Tövbe Edenin Gülüşü
− Hangi gülüş indînde faziletlidir?
− Ağlamayarak tövbe edenlerin gülüşü...
“Ağlamayarak tövbe etmek”ten murat, içine “benlik” hâlinin karışmasından dolayı oluşan pişmanlıkla tövbe etmemektir!
Nedâmet yani pişmanlık, fiilin fâili olarak “benliğini” görüp, o fiili kendine bağlamak, sonra da yaptığına pişman olup, “keşke ben bunu yapmasaydım” diyerek tövbe etmektir...
Burada tövbe edilirken, “gizli şirke” düşülmektedir, o fiilin kendisine bağlanması yüzünden!
Ki bu tövbeden de tövbe edilmesi zaruri olmaktadır!
Önce tövbeye tövbe! Sonra, tövbeye tövbenin tövbesi!
“Tövbe edenlerin gülüşü” ifadesinde gülüş nedir?
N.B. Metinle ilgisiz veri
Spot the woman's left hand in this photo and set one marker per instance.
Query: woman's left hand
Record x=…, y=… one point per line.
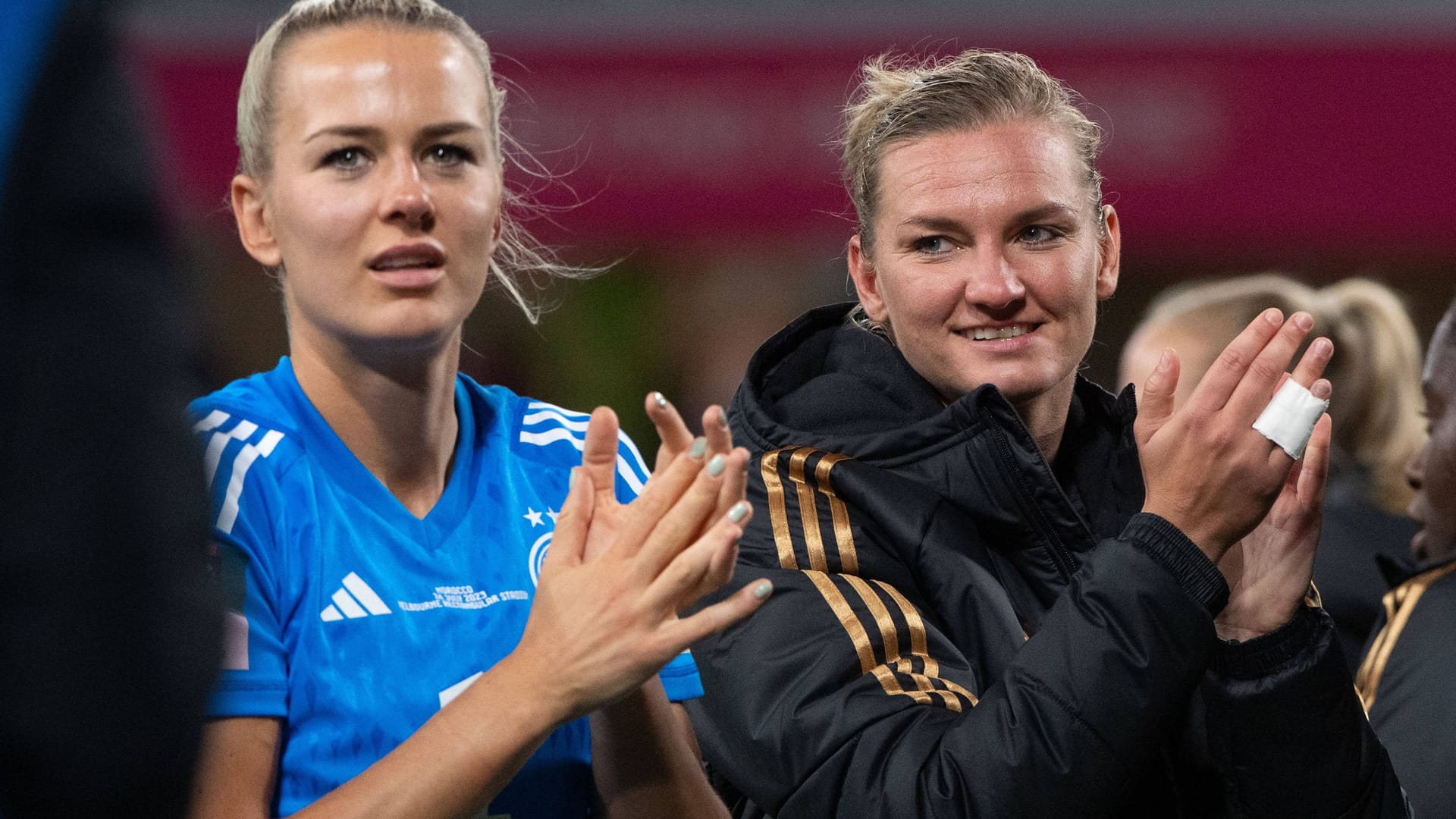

Bildiğimiz kahkaha mı?
Buradaki “gülmek”ten murat “sürûr” hâlidir... Benlikten arınmış kişinin, fâili hakikiyi müşahedesi sonucu, izafî varlıkları görmeye ve onların vücudlarının varlığını kabul etmeye tövbesi sonucu; TEK’lik seyrinin getirdiği sürûr! Huzur! Mutluluk!
Nitekim bu mânâyı bir sonraki cümle tamamlamakta...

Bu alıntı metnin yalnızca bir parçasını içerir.